India's new data protection law is simple and principle based. But it will require companies big and small to make radical changes to the way they operate. And I don't think businesses fully realise the changes they are going to have to make.
This is a slightly edited version of a post that first appeared in the Mint. You can read the original here.
On Monday, the Lok Sabha voted to pass the new Digital Personal Data Protection Bill. By the end of the week it had made it through the Rajya Sabha, received Presidential assent and was notified in the Official Gazette. When he withdrew the previous draft of the data protection law, Union minister Ashwini Vaishnaw had promised that we would have a new law in force before the conclusion of India’s Monsoon Session of Parliament. This week, he delivered.
Changes to Business
While commentators have been falling over themselves to dissect various provisions of the draft law—and, in particular, the new changes it has introduced—I don’t think anyone has appreciated fully the extent to which businesses across the length and breadth of this country need to re-orient themselves to the new and fairly rigorous compliance regime that is about to come into force. This is a law that will apply to all businesses that process digital personal data in the country. Given how deeply data technologies have ingrained themselves in all facets of modern life, virtually every organisation in India will be affected. All of them will have to revisit their data practices, study their workflows and review their standard operating procedures to make sure they align with the requirements of the new law.

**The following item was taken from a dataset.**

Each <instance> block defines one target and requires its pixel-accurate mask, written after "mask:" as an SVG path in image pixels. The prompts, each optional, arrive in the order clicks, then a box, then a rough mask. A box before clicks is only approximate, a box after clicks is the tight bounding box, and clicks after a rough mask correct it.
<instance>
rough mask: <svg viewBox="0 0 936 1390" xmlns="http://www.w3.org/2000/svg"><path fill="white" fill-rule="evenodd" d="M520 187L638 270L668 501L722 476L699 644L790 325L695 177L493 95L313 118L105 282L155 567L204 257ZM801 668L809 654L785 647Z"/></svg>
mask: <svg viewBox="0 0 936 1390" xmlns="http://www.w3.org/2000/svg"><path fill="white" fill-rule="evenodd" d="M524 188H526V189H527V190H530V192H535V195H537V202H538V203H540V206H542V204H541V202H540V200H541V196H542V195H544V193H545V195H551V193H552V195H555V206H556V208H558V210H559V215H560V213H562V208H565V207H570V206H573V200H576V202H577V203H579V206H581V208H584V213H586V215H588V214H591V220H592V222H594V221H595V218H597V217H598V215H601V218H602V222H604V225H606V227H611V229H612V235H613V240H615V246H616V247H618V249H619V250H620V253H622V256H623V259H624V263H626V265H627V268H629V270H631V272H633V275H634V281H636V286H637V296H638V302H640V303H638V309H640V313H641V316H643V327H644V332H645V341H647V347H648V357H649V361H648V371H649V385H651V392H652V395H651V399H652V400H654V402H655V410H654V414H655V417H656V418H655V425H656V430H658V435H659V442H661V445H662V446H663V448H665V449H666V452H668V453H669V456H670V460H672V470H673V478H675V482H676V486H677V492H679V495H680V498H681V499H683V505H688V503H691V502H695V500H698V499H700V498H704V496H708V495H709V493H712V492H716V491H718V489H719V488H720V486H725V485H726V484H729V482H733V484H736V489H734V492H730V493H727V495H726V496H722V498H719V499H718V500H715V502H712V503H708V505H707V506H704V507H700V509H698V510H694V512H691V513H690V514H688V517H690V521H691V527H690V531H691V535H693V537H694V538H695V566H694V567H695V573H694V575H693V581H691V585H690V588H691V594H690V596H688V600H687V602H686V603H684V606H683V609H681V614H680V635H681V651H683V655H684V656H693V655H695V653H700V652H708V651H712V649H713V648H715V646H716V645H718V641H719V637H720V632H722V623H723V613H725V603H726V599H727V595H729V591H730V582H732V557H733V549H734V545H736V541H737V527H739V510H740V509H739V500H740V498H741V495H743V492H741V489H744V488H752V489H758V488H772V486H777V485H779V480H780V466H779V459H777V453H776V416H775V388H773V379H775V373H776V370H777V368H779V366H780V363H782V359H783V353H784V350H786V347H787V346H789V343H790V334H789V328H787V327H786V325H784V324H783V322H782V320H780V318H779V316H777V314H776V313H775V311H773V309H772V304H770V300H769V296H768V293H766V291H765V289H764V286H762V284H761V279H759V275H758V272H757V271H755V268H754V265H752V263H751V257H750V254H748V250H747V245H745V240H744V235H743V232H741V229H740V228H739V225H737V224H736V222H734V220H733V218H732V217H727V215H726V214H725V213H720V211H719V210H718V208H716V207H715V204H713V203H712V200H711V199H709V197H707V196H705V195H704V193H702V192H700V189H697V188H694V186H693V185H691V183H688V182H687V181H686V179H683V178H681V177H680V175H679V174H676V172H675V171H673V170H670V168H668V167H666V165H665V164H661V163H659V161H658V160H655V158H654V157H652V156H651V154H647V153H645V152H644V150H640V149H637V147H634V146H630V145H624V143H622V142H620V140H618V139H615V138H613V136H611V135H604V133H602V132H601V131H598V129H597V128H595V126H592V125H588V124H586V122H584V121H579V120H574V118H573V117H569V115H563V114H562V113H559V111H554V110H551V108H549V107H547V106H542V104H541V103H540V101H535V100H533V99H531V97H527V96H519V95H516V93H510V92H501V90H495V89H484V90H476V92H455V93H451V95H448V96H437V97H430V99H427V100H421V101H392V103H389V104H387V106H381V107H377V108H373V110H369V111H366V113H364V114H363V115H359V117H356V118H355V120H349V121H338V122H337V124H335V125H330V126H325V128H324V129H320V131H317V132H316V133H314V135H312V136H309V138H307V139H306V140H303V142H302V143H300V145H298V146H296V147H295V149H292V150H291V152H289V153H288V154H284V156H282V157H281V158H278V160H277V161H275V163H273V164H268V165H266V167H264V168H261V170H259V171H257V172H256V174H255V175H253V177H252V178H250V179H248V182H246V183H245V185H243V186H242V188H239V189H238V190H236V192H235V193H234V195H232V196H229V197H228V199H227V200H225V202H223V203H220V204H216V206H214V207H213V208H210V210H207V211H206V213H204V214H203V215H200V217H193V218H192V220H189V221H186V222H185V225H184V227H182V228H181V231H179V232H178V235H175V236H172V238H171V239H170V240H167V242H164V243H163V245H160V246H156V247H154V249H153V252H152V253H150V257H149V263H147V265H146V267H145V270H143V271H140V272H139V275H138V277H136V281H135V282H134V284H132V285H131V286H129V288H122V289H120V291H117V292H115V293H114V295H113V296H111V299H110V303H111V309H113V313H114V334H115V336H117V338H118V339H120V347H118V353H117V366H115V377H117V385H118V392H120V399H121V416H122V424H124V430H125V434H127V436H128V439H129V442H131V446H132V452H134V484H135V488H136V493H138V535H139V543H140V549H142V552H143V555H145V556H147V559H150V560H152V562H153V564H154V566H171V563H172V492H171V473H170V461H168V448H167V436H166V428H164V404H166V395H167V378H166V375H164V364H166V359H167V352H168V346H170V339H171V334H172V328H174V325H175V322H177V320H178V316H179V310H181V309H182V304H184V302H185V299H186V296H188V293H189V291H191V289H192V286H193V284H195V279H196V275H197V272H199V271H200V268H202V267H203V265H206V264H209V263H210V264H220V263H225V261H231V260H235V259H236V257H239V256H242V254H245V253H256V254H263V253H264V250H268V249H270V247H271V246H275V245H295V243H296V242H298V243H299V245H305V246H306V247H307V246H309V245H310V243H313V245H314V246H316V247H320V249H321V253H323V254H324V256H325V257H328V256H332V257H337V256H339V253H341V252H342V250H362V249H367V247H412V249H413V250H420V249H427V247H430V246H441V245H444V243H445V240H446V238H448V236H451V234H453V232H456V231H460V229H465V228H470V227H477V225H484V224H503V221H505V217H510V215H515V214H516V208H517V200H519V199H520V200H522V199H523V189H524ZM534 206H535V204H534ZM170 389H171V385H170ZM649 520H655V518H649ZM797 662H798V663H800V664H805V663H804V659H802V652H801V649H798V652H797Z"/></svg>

Take the marketing function, for example. Most sales teams today acquire new customers by making cold calls to potential leads in an attempt to convert them into clients. They source these leads from data brokers who aggregate these databases through dubious means—often without valid consent. Once the new law comes into force, nobody will be able to process personal information without the consent of those to whom it pertains. This means that, going forward, sales agents will be in violation of the law if they cannot demonstrate that the people they are calling have consented to being contacted. Even if they have such consent, they will need to make sure that their use of the personal data is in line with the express purposes for which it was permitted, and not, for instance, to upsell other unrelated services.
The new law makes it clear that wherever a question arises as to whether or not personal data was validly processed, it will be the responsibility of the Data Fiduciary (to whom data was entrusted) to demonstrate that it has the consent of the Data Principal (whose data it is) for processing it towards the purpose specified. This means that firms must adopt appropriate organisational and technological mechanisms to effectively respond to such questions if and when they are posed by an individual whose data they are processing. Few companies in India have such mechanisms in place.

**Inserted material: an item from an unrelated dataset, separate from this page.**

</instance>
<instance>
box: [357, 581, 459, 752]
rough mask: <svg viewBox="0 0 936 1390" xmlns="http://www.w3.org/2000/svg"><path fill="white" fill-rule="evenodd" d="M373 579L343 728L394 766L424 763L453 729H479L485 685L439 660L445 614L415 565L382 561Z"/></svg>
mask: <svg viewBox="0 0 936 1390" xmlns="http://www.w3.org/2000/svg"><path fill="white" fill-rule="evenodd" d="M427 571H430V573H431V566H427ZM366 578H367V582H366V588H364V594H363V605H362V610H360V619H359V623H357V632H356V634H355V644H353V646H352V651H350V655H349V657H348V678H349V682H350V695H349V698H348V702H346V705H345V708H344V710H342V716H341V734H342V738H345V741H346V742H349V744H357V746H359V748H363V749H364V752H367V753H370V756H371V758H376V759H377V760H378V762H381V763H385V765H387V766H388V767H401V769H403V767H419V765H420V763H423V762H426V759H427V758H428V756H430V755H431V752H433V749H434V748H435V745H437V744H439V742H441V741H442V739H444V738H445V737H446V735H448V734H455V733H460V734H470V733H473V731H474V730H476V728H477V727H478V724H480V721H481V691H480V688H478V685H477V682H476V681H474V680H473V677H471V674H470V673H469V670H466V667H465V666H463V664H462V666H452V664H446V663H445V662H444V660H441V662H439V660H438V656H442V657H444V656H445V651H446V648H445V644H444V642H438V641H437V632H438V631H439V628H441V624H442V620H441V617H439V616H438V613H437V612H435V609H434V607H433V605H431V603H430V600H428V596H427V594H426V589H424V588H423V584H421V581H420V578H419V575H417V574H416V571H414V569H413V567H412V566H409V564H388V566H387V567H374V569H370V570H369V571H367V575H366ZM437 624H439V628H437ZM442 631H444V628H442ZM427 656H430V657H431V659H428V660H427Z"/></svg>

For businesses that have international operations, many of these requirements will not be new. Data protection laws around the world have similar stipulations and chances are that they would have already put systems in place to ensure that their operations are legally compliant. But even these businesses will need to do additional work in order to bring their operations in line with the requirements of the Digital Personal Data Protection Bill.
Languages
Take, for instance, its language requirement. Once the new law comes into force, Data Fiduciaries will need to ensure that every notice for data collection and every request for consent is made available not only in English but also in each of the languages specified in the Eighth Schedule to the Constitution. Even if a company already has in place a privacy policy that meets the law’s requirements, it will have to create versions of this policy in all these different languages by the time the new provisions come to bear on its operations.
Another provision of the law is a stipulation that any agreement between a Data Fiduciary and a Data Principal that runs contrary to provisions of the law will be invalid to that extent. This means that if a company has specifically introduced language into its terms of service and privacy policies in order to (with the consent of the Data Principal) carry out a business process that is not strictly in line with the provisions of the new law, it will no longer be able to rely on those contractual terms. My advice to all business entities operating in India would be to review their terms of service from this perspective, and, since they can no longer make contracts that violate the law, make appropriate changes in the way their business functions in order to ensure compliance.
Data Retention
Perhaps the biggest change that companies will have to make is in relation to data retention. The new law requires Data Fiduciaries to erase personal data as soon as it is reasonable to assume that the specified purpose for which it was collected is no longer being served. It goes on to specify that this will be assumed to have taken place if the Data Principal has not approached the Data Fiduciary for the specified performance or has not exercised his or her rights for a specific period of time (which will be separately notified). In order to comply with this part, Data Fiduciaries will need to put in place a process by which they can record the last time each item of data under their control was used for a specified process, so that they can count down from then to determine when they must delete it. To the best of my knowledge, no company has such measures in place today, and I am struggling to understand how, given the vast amounts of data that they have under their control, they will engineer such a system in good time.
I have been eagerly awaiting the enactment of this law for over a decade. Now that it is upon us, I am beginning to realise how much work is left for everyone to adapt.